Гензель кивал головой и растирал в порошок листья мяты. Как в мирских новогодний фильмах - загородный дом, огонь, неторопливая беседа, сестрица крутится по хозяйству....
Гретель фыркнула. Ничего себе "по хозяйству" - надо подготовить емкость для пепла... то есть, для человека этого, за столом. Причем отмыть ее надо вручную, да с хорошими мыслями, побрал бы кто-нибудь эти правила. Она энергичнее завертелась вокруг большого керамического горшка, вслушиваясь в говор мирского.
- ... мой отец играет на арфе. Странная профессия, да, но актер в детстком театре, наверное, еще более странная, так что это семейное. Странная на самом деле картина получается: на сцене твердишь детям о том, что дескать, добро побеждает зло, друзья всегда помогут и все такое, а потом, за сценой, пьешь водку с главным злодеем и жалуешься на маленькую зарплату. Волшебная сила искусства...
А он ведь очень грустный, вдруг поняла Гретель. И внешность его, действительно кукольная, с этим нелепым носом, только подчеркивает какую-то почти неземную скорбь.
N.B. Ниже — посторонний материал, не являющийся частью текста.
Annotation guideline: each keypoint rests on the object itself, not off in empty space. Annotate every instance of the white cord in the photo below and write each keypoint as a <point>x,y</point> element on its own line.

Парень-то хороший наверняка, в театре играет, видно, что ему это нравится - разумное, доброе, вечное толкать, что он действительно в это верит, хотя мир постоянно подтверждает обратное, он все равно верит, поэтому ему всегда достаются роли безбашенных чудаков, каким он и является...
Она поднялась. Прошла в коридор - когда-то такие коридоры в избах мирские называли "сени", но они не в избе же живут, а в обыкновенном деревянном коттедже типичной планировки, так что коридор. Открыла дверь, вдохнула морозный воздух. Развела руками снег, расчищая тропинку до калитки и дальше. Прямо до оживленной трассы, где в новогоднюю ночь кто-нибудь обязательно подреберет попутчика.
Надо только вернуться в комнату и как-то отвлечь Гензеля, а потом вывести этого мирского из дома, сказать, чтобы бежал во весь опор и никогда больше не слушал колокольчики.
Гретель повернулась и чуть не вскрикнула. За ее спиной стоял старший брат.
- Повернись, - сказал он, помахивая веткой омелы, которая выпала из ее волос.
Она послушно повернулась, позволяя брату заплести крепкую и надежную косу. Волосы неприятно стянулись на затылке, голова болела. Гензель взмахнул рккой, сугробы снова стали непроходимыми.
- Пойдем, - сказал он, - Пора.
Он не кричал. Только сказал пьяно и недоуменно: "что же вы это делаете-то, а?" Наверное, правда не понял.
Они молчали, смотрели на огонь.
- Хороший пепел получится, - сказал Гензель.
Гретель кивнула головой, растерянно теребя веточку омелы в волосах.